James Schoenfeld later said in an interview that at the time they thought the idea was great.
“We had to rob as many people as possible to be able to claim the highest amount, several million dollars. And everyone loves children, they are the most precious of all and they are easy to dominate. We were sure that the government would pay almost anything to bring them back alive.”
“I thought the state had more than enough to pay for the kids, and I wasn’t going to risk being put in jail for less than a few thousand.” We considered a bank robbery, but it would never have paid off that much. We also tried our hand at drug dealing, but it wasn’t as profitable. We thought that was by far the best idea. It seemed like the perfect crime.”
They decided to demand a ransom of $5 million, the current value of which is $28 million, or about 4 billion Icelandic ISK.
But this brilliant idea was doomed from the start.
At that time, of course, there were no cell phones, and when the trio had finished burying the children and returned home to call the police for the ransom, they were unable to make contact.
All lines were busy as calls poured in from anxious parents and guardians looking for their children.
Eventually they gave up and fell asleep. They woke up on the evening of July 16, the day after the robbery, and turned on the television. All the news programs were full of information about the kidnapping, but what surprised them the most was that the hostages had escaped and were all safe.
It only took a few hours for the police to find the trio and arrest them.
Modified processing options for the future
All were sentenced to life in prison, but Richard Schoenfeld was paroled in 2012 and his brother, James, three years later.
Frederick Woods was paroled last fall despite huge public outcry because he is widely considered a “pack leader”.

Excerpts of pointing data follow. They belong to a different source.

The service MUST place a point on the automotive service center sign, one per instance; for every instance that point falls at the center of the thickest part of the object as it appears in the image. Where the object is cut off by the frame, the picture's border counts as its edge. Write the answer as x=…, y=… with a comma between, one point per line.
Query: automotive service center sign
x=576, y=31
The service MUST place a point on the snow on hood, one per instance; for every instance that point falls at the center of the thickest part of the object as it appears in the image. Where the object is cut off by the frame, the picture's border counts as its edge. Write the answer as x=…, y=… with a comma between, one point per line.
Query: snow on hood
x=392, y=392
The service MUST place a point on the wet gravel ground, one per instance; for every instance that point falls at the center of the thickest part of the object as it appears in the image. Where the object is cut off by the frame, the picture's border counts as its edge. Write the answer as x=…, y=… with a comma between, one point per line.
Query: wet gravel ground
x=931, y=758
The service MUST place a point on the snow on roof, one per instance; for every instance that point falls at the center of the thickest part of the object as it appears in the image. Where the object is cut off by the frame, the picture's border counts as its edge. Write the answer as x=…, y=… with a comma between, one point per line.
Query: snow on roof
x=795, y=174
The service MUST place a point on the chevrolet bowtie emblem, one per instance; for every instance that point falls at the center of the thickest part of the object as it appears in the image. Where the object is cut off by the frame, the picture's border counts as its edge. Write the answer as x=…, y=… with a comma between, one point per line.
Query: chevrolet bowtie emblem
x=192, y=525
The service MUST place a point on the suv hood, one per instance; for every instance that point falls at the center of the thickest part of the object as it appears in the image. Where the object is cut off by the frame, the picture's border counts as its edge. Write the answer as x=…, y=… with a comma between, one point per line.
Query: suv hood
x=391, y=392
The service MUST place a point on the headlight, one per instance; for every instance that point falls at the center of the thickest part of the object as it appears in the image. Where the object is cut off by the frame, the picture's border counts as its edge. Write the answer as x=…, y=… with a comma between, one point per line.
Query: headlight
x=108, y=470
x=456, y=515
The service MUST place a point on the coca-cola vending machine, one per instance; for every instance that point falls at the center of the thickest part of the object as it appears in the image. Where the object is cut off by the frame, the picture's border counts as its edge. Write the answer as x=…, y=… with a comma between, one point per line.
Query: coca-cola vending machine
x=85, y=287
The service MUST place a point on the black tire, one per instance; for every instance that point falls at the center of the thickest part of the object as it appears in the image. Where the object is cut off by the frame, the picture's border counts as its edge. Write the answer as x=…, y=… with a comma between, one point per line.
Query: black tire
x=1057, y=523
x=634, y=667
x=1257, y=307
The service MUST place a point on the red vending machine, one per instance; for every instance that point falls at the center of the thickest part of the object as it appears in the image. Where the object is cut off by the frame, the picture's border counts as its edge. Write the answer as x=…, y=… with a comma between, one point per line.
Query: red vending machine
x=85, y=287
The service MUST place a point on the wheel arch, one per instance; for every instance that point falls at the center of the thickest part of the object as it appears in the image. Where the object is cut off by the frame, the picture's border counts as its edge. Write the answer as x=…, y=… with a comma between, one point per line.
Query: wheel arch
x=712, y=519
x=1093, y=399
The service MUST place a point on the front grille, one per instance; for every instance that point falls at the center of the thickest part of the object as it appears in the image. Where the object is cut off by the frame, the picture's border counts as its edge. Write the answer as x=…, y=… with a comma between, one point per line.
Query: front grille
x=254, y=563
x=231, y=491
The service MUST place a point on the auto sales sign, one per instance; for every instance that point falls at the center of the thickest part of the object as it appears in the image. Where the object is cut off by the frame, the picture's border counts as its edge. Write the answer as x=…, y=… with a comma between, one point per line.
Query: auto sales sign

Shocked and exhausted but finally free.
Later research on the victims revealed that many people suffered from anxiety attacks, nightmares, depression and panic attacks. Many of them were extremely afraid of the dark and afraid of delivery and transport vehicles. Many of them are still in psychotherapy and some have turned to alcohol and drugs.
The parents are very happy for their children.
The only saving grace is that experts have gained a lot of knowledge about what trauma like this can do to young children and as a result treatment options have changed.
Ray stayed with the children until they were returned to their parents. Photo/48 hours
In 2016, the 25 surviving children – Ray was long dead – sued the kidnappers. The thieves’ parents were then dead, and it is said that at least Frederick Woods received a fine inheritance. They won the case and received the inheritance.
Fred Woods came out last year. But is propertyless.
It has not been revealed how much each victim received, but one of the victims the media spoke to said it was “enough to pay psychologists but not enough to buy real estate.” The amount would be somewhere in between.